New European Respiratory Society guidelines conclude that spirometry should be the first test done in all adults with symptoms suggestive of asthma and sets a FEV1 /FVC threshold
less than 75%.
The cut off is higher than the more commonly used 70% say the guidelines but also note that over-diagnosis happens in around 30% of patients in primary care partly because
spirometry is not done in the first place.
Bronchial challenge testing should also be used in secondary care to confirm a diagnosis of asthma when it had not been established in primary care, the guidelines recommend.

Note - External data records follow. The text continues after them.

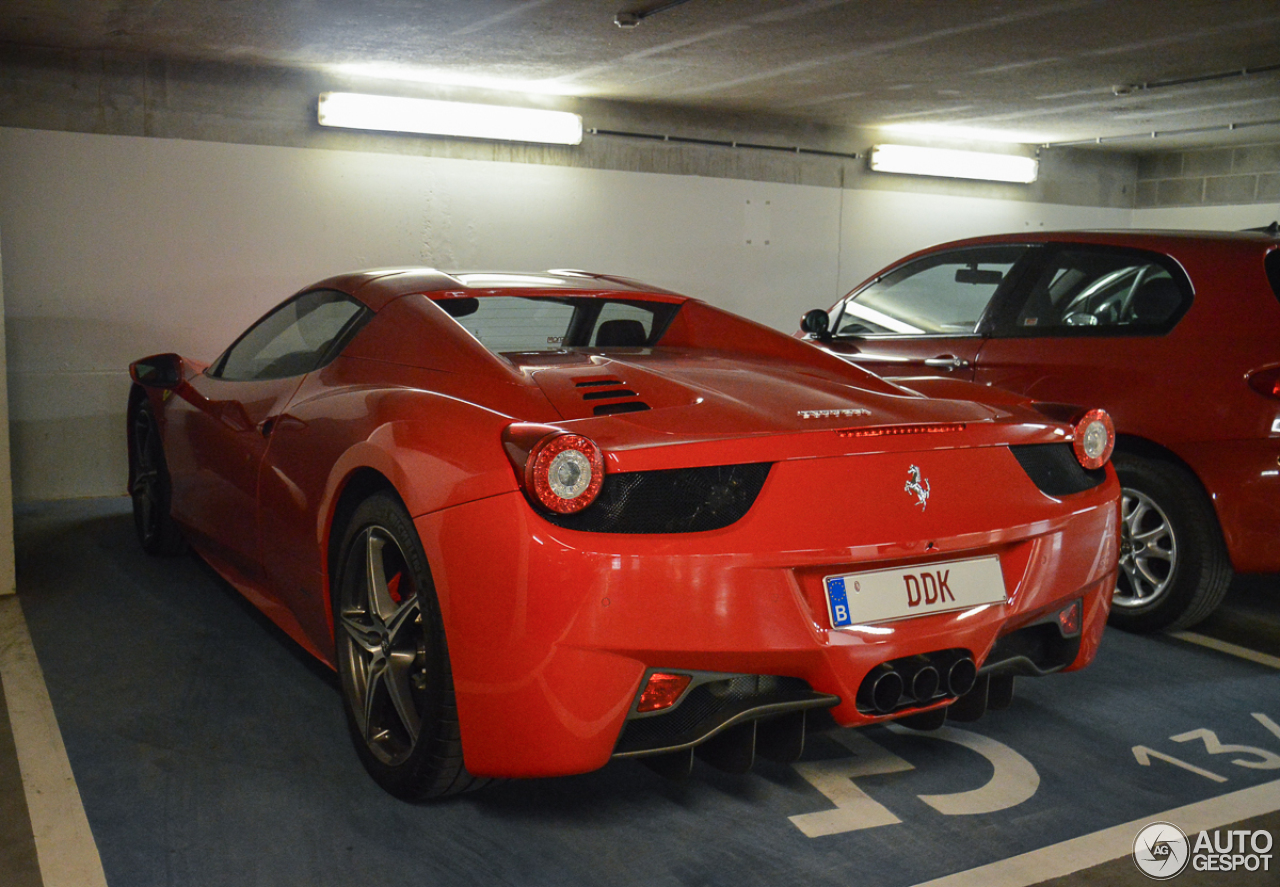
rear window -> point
(529, 324)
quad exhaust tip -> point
(917, 681)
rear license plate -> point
(881, 595)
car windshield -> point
(542, 323)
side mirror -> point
(158, 371)
(817, 324)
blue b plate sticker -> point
(899, 593)
(837, 602)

An algorithm for diagnosis sets out the order of several tests in diagnosis including fractional exhaled nitric oxide (FeNO) and peak flow variability (PEF) when spirometry does not
produce a clear answer.
Writing in the European Respiratory Journal, the guideline taskforce said the recommendations “emphasise the need to establish a correct diagnosis of asthma in patients with suggestive symptoms and reinforce performing spirometry on a much larger scale than is currently undertaken in primary care”.
They conclude: “Whether measuring FeNO or monitoring PEF should be implemented in primary care, in the absence of significant bronchodilator reversibility, depends on the
availability and access to bronchial challenge.”
The taskforce, who were set up in 2018 to address the question of diagnosis of asthma, said one of the issues they came across when trying to produce a “pragmatic” guideline for
clinicians on the best strategy was the paucity of well-designed studies.
Growing recognition of the heterogeneity and complexity of asthma, and evidence that it is possible to further categorise patients into distinct groups with differing responses to
treatment may lead to a more “nuanced and individualised diagnostic approach” in the near future, the taskforce concluded.